Il est 18h, vous rentrez d’une journée chargée. Vous n’êtes pas vraiment fatigué, plutôt tendu. Vous avez les épaules qui remontent toutes seules vers les oreilles, une légère irritabilité qui ne demande qu’à exploser pour un rien, et cette envie étrange de croquer quelque chose de salé ou de sucré sans avoir vraiment faim. Ce que vous vivez là n’est pas juste du stress ordinaire. C’est peut-être aussi votre corps qui vous envoie un signal de déficit en magnésium.
Les aliments riches en magnésium pour le stress ne sont pas une promesse marketing.
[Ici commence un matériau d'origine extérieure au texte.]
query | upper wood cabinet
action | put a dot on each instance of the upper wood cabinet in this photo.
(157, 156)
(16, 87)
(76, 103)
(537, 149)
La relation entre ce minéral et la gestion du stress est directe, biochimique, et bidirectionnelle : le stress épuise le magnésium, et le manque de magnésium amplifie le stress. Comprendre ce cercle vicieux change complètement la façon dont on construit son assiette.
Pourquoi le stress vide vos réserves en magnésium plus vite que vous ne les reconstituez
Quand vous êtes sous pression, votre organisme libère des hormones de stress : adrénaline et cortisol en tête. Cette cascade hormonale entraîne une excrétion urinaire de magnésium plus importante. Autrement dit, vous en éliminez davantage au moment précis où vous en avez le plus besoin pour réguler votre système nerveux. Et si votre alimentation ne compense pas cette perte, la carence s’installe progressivement.
Le magnésium joue un rôle central dans la régulation du système nerveux. Il module l’activité des récepteurs NMDA, qui sont impliqués dans la transmission des signaux nerveux liés à l’excitation et à l’anxiété. Quand le magnésium fait défaut, ces récepteurs s’emballent plus facilement. Les pensées tournent en boucle, la tension musculaire ne retombe pas, et le seuil de tolérance aux contrariétés s’abaisse significativement.
C’est le cercle vicieux classique : une semaine intense au travail génère du stress, ce stress épuise votre magnésium, et la carence qui s’installe rend les jours suivants encore plus difficiles à traverser. Beaucoup de gens attribuent cela à leur nature « anxieuse » alors qu’une grande part du problème est simplement nutritionnel.
Ce que l’assiette peut vraiment faire, et à quelles conditions
Les apports journaliers recommandés en magnésium se situent entre 300 et 420 mg selon le sexe et le niveau d’activité, avec des besoins augmentés chez les personnes en période de stress intense, les sportifs et les femmes enceintes. La bonne nouvelle, c’est que ces besoins sont tout à fait atteignables par l’alimentation seule, à condition de savoir où regarder et de ne pas se contenter d’une alimentation ultra-transformée qui a perdu la majorité de ses micronutriments au raffinage.
Un point souvent ignoré : l’absorption du magnésium dépend aussi de ce qui l’accompagne. La vitamine D favorise son assimilation. Les fibres alimentaires jouent un rôle positif. En revanche, un excès de calcium au même repas peut entrer en compétition avec le magnésium pour l’absorption intestinale. Et l’alcool, consommé régulièrement, augmente l’élimination urinaire du magnésium de façon notable.
Ce que j’observe chez les personnes qui cherchent à corriger un déficit en magnésium uniquement par l’alimentation : les résultats sont réels mais demandent de la régularité sur plusieurs semaines. Ce n’est pas un aliment pris une fois qui fait la différence, c’est une routine alimentaire construite sur la durée.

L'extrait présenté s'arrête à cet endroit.